In the parable before us, we are all led irresistibly to own that the widow's persevering application to the unjust judge was rational and right, although apparently the case was hopeless. Though there seemed to be nothing in the character, the habits, or the circumstances of the judge, on which a reasonable expectation could be founded, yet we know that she was right, because she gained her end, and that not by accident, but in a way entirely natural and likely to occur again. The true force and application of the parable may best be shown by varying the ideal case presented, first a little, and then more, until it merges in the real case it was intended to illustrate.

The conclusion which we have already reached is, that the widow in the parable did right, acted a reasonable part, in hoping against hope, and still persisting in her suit when every thing combined to prove it hopeless. If so, the converse of the proposition must be true; and by abandoning her suit or suspending her entreaties she would have been chargeable with folly and with sin proportioned to the interests at stake. If it had been her own subsistence merely, that would be enough to condemn her dereliction, how much more if that of others were dependent on the same decision. She would have had no right to sacrifice the comfort and tranquillity, much less the life or the salvation of her children to her own despondency or weariness of effort. All this is certain, and will be at once admitted in the case which the parable supposes, to wit, that of an unjust, unmerciful, and selfish judge, "who feared not God neither regarded man."

But let us suppose that he had been an upright, conscientious, faithful judge, whose execution of his office was delayed by some mistake or want of information. How much less excusable would she have then been in relinquishing her rights or those of others in despair! Suppose again that there had not been even ignorance or error on the judge's part to make the issue doubtful, but that his decision was delayed by temporary circumstances which were likely soon to have an end. The case would then be stronger still, and the folly of abandoning the suit still greater.
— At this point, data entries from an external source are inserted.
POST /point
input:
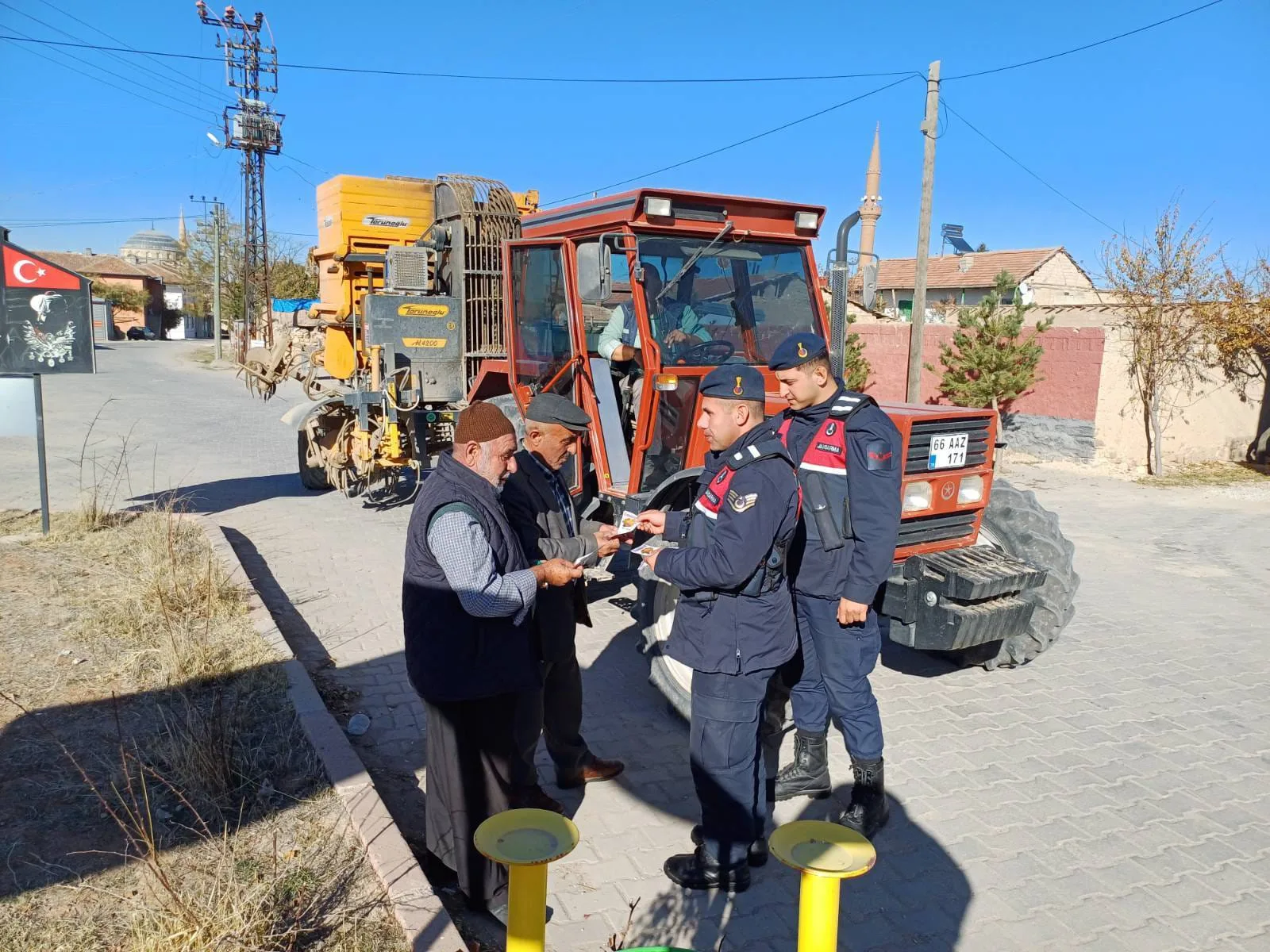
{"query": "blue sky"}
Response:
(1121, 129)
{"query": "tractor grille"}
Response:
(935, 528)
(920, 442)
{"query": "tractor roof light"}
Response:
(918, 497)
(658, 207)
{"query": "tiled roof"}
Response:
(99, 266)
(977, 270)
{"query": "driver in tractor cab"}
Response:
(673, 324)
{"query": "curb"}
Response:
(418, 911)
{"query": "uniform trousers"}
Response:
(554, 712)
(835, 682)
(727, 761)
(471, 750)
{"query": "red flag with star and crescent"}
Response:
(23, 270)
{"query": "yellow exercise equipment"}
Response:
(526, 842)
(825, 854)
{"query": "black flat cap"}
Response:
(552, 408)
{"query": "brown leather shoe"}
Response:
(537, 799)
(595, 771)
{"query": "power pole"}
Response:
(217, 211)
(930, 126)
(253, 127)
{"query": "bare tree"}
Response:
(1165, 290)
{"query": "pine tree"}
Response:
(991, 362)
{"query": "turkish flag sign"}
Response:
(25, 271)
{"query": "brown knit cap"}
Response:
(482, 423)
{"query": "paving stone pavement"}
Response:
(1110, 797)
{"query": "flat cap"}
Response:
(482, 423)
(552, 408)
(797, 349)
(734, 381)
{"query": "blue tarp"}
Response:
(291, 305)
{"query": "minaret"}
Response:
(870, 206)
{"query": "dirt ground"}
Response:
(156, 791)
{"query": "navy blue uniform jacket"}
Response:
(734, 634)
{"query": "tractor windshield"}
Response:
(736, 301)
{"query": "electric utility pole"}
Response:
(930, 127)
(253, 127)
(217, 213)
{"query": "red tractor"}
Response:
(981, 569)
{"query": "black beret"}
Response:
(552, 408)
(797, 349)
(734, 381)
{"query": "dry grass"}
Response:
(1210, 474)
(158, 795)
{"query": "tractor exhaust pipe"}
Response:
(838, 274)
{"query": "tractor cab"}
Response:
(624, 304)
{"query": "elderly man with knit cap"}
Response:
(470, 649)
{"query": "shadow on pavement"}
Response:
(222, 495)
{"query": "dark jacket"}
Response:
(451, 655)
(874, 469)
(544, 533)
(734, 632)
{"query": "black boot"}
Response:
(702, 871)
(756, 854)
(868, 810)
(810, 774)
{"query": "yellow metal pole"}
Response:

But advance another step. Imagine that the grant

There seems to be room for only one more supposition. Those which have been stated, from the lowest to the highest, all imply the possibility of error or delinquency, however strong the reasons for expecting the actual exercise of wisdom and integrity. But now remove this possibility. Exclude all chance of intellectual or moral wrong. Enlarge the attributes before supposed, until they reach infinity or absolute perfection. What then would be left as the foundation or the pretext of a doubt? The bare fact of delay? Under this pretence, suppose the suitor to despair and to renounce his suit. Is not this indeed a case of madness, too extreme to be supposed? because it could not occur often, even if it occurred once. Alas! my hearers, this extreme case is our own. It is to this view of ourselves, that the consummate wisdom of the Master brings us by a way that we knew not. Just so far as we practically doubt the promises of God, or fail to use the means of his appointment, we reverse the conduct of the widow in the parable, and that too under the most aggravating circumstances. If she was wise in hoping against hope, what must we be in despairing against evidence?
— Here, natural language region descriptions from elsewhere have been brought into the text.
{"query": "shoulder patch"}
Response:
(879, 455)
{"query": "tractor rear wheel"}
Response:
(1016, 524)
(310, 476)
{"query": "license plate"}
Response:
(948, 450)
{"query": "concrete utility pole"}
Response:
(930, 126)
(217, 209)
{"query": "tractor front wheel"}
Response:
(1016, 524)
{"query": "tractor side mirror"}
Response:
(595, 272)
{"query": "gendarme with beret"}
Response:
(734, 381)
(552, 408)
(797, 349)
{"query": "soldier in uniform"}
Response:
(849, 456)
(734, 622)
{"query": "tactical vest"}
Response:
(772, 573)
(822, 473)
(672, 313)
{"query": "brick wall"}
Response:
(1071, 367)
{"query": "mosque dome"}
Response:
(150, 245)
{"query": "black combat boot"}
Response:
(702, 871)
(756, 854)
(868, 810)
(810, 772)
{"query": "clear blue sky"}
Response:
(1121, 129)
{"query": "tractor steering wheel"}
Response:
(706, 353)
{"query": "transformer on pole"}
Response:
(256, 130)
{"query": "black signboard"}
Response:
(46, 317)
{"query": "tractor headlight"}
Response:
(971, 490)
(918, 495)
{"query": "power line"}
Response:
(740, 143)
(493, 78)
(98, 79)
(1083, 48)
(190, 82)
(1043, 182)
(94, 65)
From this conviction we perhaps take refuge in the false view of the parable before exposed. We would fain deny the possibility of arguing from one case to the other. For this purpose we exaggerate and multiply the points of difference. She asked for justice; we for mercy or free favour. Her judge was unjust, impious, and reckless; ours is the infinitely Holy God. She gained her end by exhausting his patience; but "the everlasting God, the Lord, the Creator of the ends of the earth, fainteth not, neither is weary." How then can we be either bound or condemned by her example? Because she at last wearied an unjust judge into doing right in order to escape a worse annoyance, what ground have we to hope that we can weary the Most High into compbance with our wishes? It need scarcely be said now, that this is not the true state of the case. The true state of the case is this. If she would have been chargeable with sin and folly in despairing of justice from an unjust, impious, and reckless judge, who feared not God neither regarded man, what may we be charged with if we despair of mercy, freely offered, dearly purchased, clearly promised, on the part of God himself? If she was right in trusting to the selfish love of ease in such a man, how wrong must we be in distrusting the benevolence, the faithfulness, the truth of such a God!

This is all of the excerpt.